Saviynt positions AI as a tool that enhances decision quality while supporting identity management at scale. Banks piloting similar capabilities may use AI to prioritise access risks or highlight anomalies, rather than automate final decisions, reflecting careful adoption in regulated environments.

Regulatory alignment and responsible AI oversight

The evolution of identity oversight intersects with broader requirements for accountability, governance and regulatory assurance. Globally, major cybersecurity and standards organisations are recognising the need for improved oversight of non-human identities but remain at different stages of maturity.

In Europe, the European Union Agency for Cybersecurity’s (ENISA) digital identity work focuses primarily on human eID trust models and has not yet defined controls tailored to autonomous software agents. Meanwhile, the US National Institute for Standards and Technology’s (NIST) core digital identity standard (SP 800-63) remains human-centric, while its AI Risk Management Framework encourages structured governance for AI systems without prescribing identity controls for machine agents.
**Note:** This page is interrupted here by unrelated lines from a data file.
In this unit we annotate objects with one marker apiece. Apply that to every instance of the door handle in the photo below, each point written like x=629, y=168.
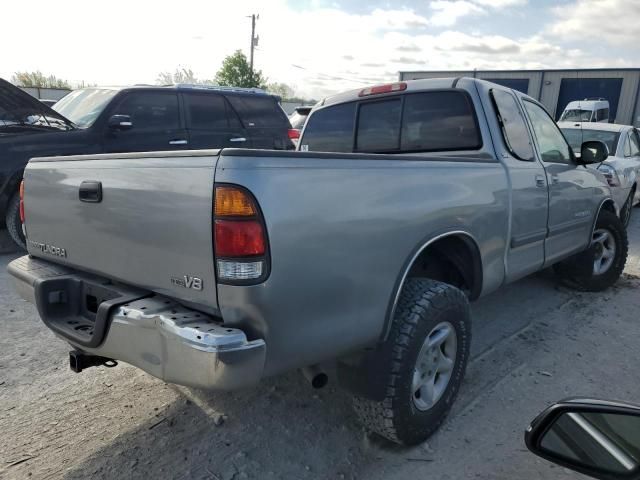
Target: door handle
x=90, y=191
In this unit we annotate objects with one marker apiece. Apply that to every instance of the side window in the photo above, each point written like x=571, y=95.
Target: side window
x=206, y=111
x=379, y=126
x=330, y=129
x=551, y=143
x=151, y=110
x=435, y=121
x=602, y=114
x=634, y=144
x=627, y=146
x=258, y=110
x=514, y=129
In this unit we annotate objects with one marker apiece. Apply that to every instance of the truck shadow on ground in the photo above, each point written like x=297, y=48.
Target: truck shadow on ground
x=285, y=429
x=280, y=429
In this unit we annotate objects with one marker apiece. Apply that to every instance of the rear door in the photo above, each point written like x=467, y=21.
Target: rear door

In Singapore, the Monetary Authority of Singapore (MAS) requires secure access control, segregation of duties, tenant isolation, auditability and periodic access reviews under its Technology Risk Management (TRM) Guidelines, forming the basis for identity governance across systems. Meanwhile, MAS’s Fairness, Ethics, Accountability and Transparency (FEAT) and Veritas frameworks address responsible AI deployment and model oversight rather than identity controls, although they emphasise traceability and accountability in AI-driven decision outcomes.

Regulators are beginning to acknowledge the operational risks posed by autonomous agents. MAS’s November 2025 consultation paper on AI risk management highlighted that autonomous agents with internal permissions could execute unintended actions or, if compromised, exfiltrate sensitive data or issue malicious commands.

The most visible industry-level work has come from Cloud Security Alliance (CSA), a global non-profit that publishes cloud security guidance, which has published recommendations for non-human identity lifecycle management, credential hygiene and monitoring across cloud workloads and AI-driven environments. These external frameworks indicate rising awareness of non-human identity risk but show that standardised control models for AI agents are still evolving.

As autonomous agent usage evolves, institutions are examining how identity, access, model assurance and auditability can support responsible deployment. As Mountstephen warned: “Identity security needs to be recognised as an absolute top priority, and the old method of delivering it is over.” Key considerations for financial institutions include clearly defining operating responsibilities, retaining human supervision and ensuring traceability where AI tools interact with regulated environments.